Minister of Home Affairs and Disaster Management Government of Andhra Pradesh
- In office 11 April 2022 – 4 June 2024
- Governor: Biswabhusan Harichandan S. Abdul Nazeer
- Chief Minister: Y. S. Jagan Mohan Reddy
- Preceded by: Mekathoti Sucharitha
- Succeeded by: Vangalapudi Anitha

Minister of Women and Child Welfare Government of Andhra Pradesh
- In office 8 June 2019 – 7 April 2022
- Governor: E. S. L. Narasimhan Biswabhusan Harichandan
- Chief Minister: Y. S. Jagan Mohan Reddy
- Preceded by: Paritala Sunitha
- Succeeded by: K. V. Ushashri Charan

Member of Legislative Assembly, Andhra Pradesh
- In office 23 May 2019 – 4 June 2024
- Preceded by: Kothapalli Samuel Jawahar
- Succeeded by: Muppidi Venkateswara Rao
- Constituency: Kovvur
- In office 16 May 2009 – 1 March 2014
- Preceded by: Maddala Sunitha
- Succeeded by: Muppidi Venkateswara Rao
- Constituency: Gopalapuram

Personal details
- Born: 24 June 1973 (age 53) Gopalapuram, Andhra Pradesh, India
- Party: YSR Congress Party
- Other political affiliations: Telugu Desam Party
- Occupation: Politician

= Taneti Vanitha =

Indian politician

Taneti Vanitha is an Indian politician, former Minister of Home Affairs, Prisons, Fire Services and Disaster Management in the Government of Andhra Pradesh and a Member of Andhra Pradesh Legislative Assembly from Kovvur, West Godavari district.

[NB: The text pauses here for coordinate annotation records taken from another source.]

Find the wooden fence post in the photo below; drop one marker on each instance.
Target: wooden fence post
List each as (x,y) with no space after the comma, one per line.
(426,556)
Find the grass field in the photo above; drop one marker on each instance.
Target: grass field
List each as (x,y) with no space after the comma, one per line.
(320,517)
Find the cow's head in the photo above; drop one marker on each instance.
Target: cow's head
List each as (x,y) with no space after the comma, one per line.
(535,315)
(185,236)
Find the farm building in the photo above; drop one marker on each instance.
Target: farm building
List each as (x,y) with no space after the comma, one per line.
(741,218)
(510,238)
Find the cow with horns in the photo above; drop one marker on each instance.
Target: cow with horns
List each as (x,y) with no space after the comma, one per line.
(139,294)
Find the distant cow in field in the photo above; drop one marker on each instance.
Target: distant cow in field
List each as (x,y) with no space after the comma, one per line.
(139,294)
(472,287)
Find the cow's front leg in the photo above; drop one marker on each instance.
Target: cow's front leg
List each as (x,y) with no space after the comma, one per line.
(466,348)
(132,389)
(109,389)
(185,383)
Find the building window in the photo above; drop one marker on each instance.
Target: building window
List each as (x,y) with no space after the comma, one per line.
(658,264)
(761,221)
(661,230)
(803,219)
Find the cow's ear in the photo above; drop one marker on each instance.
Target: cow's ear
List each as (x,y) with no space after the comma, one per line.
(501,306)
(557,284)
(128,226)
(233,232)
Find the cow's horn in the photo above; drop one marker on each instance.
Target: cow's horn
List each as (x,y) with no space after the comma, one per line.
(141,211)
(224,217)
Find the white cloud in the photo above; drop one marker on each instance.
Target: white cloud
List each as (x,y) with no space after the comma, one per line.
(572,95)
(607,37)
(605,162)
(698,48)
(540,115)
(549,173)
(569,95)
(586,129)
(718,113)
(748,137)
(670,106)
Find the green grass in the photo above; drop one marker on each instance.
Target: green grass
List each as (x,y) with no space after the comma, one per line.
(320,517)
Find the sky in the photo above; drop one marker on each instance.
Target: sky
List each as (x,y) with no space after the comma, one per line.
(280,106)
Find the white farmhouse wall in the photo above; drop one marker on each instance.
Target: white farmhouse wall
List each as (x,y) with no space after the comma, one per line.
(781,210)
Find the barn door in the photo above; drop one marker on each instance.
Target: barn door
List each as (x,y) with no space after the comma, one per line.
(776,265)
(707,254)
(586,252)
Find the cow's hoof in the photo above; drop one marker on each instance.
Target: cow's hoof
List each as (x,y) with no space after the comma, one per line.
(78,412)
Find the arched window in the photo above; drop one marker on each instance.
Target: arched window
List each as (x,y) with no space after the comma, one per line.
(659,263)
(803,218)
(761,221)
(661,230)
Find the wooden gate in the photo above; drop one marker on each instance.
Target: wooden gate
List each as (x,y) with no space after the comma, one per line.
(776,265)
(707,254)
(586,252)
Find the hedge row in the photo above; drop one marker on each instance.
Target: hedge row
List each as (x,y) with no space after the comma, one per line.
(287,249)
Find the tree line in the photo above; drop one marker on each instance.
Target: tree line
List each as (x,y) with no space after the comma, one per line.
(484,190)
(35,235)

She got the majority of about 25,000 votes in the 2019 Indian general election. She served as the Minister of Home, Prisons, and Fire Services of Andhra Pradesh from 2022 to 2024.

==Career==
Vanitha was elected as MLA for Gopalapuram on the Telugu Desam Party ticket but defected to the YSR Congress party in November 2012. She came out of TDP due to its stand on Andhra Pradesh bifurcation and then joined YSR Congress Party. In 2019, she contested from Kovvuru as YSRCP candidate and won with a majority of 25,000 votes and was appointed Minister of Women and Child Welfare in Y. S. Jagan Mohan Reddy ministry. In April 2022 cabinet reshuffle, Vanitha was appointed Minister for Home and Disaster Management.